Who is to blame for this unfortunate estrangement of siblings? A certain Englishman and a certain Frenchman. The Englishman was the last king before William, known as Edward the Confessor. Edward's conception of religion led him to believe that he would be more blessed by God if he remained chaste throughout his life. Maybe he felt personally blessed, but his failure to father an heir proved a curse to England. Upon his death, a vicious war of succession broke out. It was won by William, Duke of Normandy, who had a real, though weak, claim to the throne. As William was French, he brought in a great many Frenchmen to help him rule his new kingdom. Over the course of the next few centuries, the hardy Anglo-Saxon language came under the strong influence of the newly prestigious Norman dialect of French, the language of the nobility. This affected English phonology, morphology and, most especially, its lexicon.

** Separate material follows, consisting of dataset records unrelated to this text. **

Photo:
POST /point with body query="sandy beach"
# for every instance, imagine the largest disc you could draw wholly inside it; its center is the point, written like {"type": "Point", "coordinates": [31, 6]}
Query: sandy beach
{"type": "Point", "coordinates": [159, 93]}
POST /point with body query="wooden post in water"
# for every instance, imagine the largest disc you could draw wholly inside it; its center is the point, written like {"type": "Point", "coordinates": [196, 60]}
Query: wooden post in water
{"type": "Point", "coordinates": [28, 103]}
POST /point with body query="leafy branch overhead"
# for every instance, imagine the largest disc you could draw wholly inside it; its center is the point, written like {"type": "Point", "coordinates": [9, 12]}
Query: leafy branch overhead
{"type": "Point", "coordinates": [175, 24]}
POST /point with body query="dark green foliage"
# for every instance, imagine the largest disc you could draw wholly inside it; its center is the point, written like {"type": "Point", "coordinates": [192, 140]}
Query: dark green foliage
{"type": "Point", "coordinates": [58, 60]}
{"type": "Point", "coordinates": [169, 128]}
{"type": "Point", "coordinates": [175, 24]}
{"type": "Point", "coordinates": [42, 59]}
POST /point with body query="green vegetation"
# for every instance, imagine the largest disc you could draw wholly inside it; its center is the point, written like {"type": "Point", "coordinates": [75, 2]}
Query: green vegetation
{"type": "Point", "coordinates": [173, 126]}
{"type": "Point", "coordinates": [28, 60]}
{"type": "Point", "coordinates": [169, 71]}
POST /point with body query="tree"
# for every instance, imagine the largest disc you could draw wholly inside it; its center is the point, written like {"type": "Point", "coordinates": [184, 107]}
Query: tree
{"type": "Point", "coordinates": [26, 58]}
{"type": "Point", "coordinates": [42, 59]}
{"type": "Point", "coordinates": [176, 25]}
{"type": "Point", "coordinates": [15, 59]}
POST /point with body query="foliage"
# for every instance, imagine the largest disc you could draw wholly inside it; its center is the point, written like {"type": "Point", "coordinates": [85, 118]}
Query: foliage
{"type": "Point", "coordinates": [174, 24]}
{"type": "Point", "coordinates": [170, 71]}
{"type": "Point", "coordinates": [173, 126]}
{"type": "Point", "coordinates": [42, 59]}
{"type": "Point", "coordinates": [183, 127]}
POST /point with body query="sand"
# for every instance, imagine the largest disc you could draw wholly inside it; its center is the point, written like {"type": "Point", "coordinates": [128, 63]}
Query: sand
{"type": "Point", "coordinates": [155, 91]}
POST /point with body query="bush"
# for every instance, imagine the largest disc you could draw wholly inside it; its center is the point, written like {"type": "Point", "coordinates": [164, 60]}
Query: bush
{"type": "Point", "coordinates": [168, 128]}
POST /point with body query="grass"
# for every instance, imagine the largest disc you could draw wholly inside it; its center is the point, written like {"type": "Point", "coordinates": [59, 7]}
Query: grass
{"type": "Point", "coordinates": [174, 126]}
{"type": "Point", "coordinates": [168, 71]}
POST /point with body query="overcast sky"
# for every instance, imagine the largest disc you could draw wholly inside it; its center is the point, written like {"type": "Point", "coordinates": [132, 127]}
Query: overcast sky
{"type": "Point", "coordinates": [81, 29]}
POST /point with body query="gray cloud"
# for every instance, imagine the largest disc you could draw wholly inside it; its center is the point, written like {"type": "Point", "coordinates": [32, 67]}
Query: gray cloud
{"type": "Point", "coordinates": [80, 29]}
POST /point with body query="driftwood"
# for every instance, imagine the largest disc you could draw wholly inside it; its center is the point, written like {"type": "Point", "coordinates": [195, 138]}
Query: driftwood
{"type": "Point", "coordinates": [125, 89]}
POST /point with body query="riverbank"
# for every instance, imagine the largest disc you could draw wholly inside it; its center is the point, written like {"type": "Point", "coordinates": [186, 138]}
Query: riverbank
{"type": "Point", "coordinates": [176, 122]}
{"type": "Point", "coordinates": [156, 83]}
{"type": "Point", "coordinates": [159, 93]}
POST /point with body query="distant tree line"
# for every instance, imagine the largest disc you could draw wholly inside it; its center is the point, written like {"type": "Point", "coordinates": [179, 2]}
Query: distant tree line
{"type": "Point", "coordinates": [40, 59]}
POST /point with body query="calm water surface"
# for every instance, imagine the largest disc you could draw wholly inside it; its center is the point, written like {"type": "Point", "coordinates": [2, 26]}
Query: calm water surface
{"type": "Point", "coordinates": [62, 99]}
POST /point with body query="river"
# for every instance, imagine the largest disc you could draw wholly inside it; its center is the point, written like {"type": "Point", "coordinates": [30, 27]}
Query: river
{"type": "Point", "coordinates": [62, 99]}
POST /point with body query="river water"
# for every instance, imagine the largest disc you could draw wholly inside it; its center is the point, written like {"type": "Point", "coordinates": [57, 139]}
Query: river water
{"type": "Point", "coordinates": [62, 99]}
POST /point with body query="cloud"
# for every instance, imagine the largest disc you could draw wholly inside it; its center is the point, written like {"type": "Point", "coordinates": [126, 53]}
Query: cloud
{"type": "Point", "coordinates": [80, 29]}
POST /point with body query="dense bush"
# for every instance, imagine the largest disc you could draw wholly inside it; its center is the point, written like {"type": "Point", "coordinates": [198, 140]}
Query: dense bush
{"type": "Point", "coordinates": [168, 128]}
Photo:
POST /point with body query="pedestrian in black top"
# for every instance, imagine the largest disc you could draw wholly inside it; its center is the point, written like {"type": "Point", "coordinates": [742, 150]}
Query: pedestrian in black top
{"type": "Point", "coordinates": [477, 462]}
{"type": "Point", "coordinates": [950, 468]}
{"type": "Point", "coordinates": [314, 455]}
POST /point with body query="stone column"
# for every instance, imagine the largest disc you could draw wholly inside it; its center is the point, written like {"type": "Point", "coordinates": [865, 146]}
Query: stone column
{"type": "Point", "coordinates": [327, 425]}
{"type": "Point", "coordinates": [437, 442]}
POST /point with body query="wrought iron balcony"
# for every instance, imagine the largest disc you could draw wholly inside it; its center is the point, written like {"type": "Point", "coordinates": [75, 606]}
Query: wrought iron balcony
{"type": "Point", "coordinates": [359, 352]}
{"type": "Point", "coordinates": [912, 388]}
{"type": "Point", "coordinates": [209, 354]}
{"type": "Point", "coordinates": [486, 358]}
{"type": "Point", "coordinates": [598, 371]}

The phonological changes in English were not severe enough to cause a great deal of difficulty with relation to German. The main effect was that certain sounds that had previously been allophones (variants conditioned by the sounds around them) became distinct phonemes. Thus, f and v used to be variants of a single phoneme (a sound considered "the same" by native speakers of a language). The f sound was used at the beginning or end of a word, or within a word before a voiceless consonant. The v sound was used inside a word between vowels or before a voiced consonant. The same conditions applied to s and z, voiced th as in "the" and voiceless th as in "thin." In French, though f and v, s and z were distinctive phonemes, that is, these sounds could distinguish one word from another. This came to be the case in English as well. This is why, in Old English, in the word heofon the letter "f" was pronounced like the "v" of the modern English equivalent, heaven.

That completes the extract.